The primary goals of this initiative are:

  • Decoupling: To ensure each service (bot-gateway, llm-api, llm-dashboard...) can be developed, tested, and deployed independently.
  • Scalability: To allow us to scale individual services based on load (e.g., scale the llm-api without affecting the dashboard).
  • Clarity & Predictability: To create a clean, intuitive directory structure that is easy for new developers to navigate and understand.
  • Production Readiness: To establish a professional, Docker-based workflow that mirrors a real-world production setup.

High-Level Architectural Changes

I will transition from current structure to a new, service-oriented layout:

Current Structure:
├── TgramBot/
└── TgramLLM/
├── backend/
├── frontend/
└── ...

Target Structure:
TGB-MicroSuite/
├── services/
│ ├── bot-gateway/
│ ├── llm-api/
│ └── llm-dashboard/
├── infra/
│ └── reverse-proxy/
├── docker-compose.yml
└── ...

Detailed Plan of Action (Checklist)

This epic will be executed through the following sequential steps. Each major step will be verified before proceeding to the next.

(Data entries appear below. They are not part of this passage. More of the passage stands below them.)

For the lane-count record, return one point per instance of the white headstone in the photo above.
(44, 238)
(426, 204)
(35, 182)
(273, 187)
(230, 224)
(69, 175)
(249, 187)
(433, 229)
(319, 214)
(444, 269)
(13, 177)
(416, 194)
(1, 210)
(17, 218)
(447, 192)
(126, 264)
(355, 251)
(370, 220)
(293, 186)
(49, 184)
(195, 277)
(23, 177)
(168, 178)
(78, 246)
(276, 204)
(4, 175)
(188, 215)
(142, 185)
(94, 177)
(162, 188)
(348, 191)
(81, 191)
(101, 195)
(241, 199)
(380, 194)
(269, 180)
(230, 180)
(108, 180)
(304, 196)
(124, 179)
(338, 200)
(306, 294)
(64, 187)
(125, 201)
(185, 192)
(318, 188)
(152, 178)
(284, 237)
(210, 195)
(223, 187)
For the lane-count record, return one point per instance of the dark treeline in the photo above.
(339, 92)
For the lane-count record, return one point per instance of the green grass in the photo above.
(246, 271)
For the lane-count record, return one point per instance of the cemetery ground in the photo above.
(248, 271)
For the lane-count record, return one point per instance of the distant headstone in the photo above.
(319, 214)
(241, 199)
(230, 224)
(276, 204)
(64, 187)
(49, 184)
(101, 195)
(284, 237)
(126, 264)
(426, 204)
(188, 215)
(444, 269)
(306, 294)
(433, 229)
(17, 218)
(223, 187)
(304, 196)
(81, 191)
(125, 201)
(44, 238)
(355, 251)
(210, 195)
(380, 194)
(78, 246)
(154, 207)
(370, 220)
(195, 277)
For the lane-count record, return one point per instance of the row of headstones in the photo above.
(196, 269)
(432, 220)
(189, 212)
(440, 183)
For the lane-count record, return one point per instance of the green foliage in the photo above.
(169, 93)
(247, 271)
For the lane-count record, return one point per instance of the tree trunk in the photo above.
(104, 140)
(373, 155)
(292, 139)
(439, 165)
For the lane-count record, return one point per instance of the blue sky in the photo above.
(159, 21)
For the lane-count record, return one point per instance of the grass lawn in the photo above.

1: Git & Repository Management

  • Rename the repository on GitHub from its current name to TGB-MicroSuite to align with the new architecture.
  • Update the local Git remote URL to point to the new repository name.
git remote set-url origin https://github.com/YourUsername/TGB-MicroSuite.git

2: File System Restructuring

  • Create the new directory structure: services/, infra/, and subdirectories for each service (bot-gateway, llm-api, llm-dashboard).
  • Move the existing source code into the corresponding new service directories (e.g., backend/ contents move to services/llm-api/).
  • Remove the old, now-empty directories (backend/, frontend/, etc.).

3: Local Environment Setup

  • Initialize an independent uv virtual environment for each Python-based service (llm-api, bot-gateway) within its respective directory.
  • Run npm install within the services/llm-dashboard/ directory to create its local node_modules.
  • Configure local .env files for each service to ensure they can run independently during local development.

4: Dockerization & Orchestration

  • Create a dedicated Dockerfile for the llm-api service.
  • Create a multi-stage Dockerfile and nginx.conf for the llm-dashboard service.
  • Create a root docker-compose.yml to define and orchestrate all services, networks, and volumes.
  • (Future Task) Add a reverse-proxy service definition to the docker-compose.yml.

5: Final Commit

  • Stage all changes (git add .).
  • Create a single, comprehensive commit with a descriptive message detailing the architectural refactoring.
  • Push the changes to the main branch of the newly renamed repository.

Acceptance Criteria

This epic is considered complete when:

  • The new file structure is in place on the main branch.
  • Each service can be started and tested independently in its local development environment.
  • The entire platform can be successfully launched via a single docker-compose up command (even if without the reverse proxy initially).
  • The Git history has been fully preserved.

This refactoring is a foundational step that will significantly improve our development velocity and prepare the project for future growth.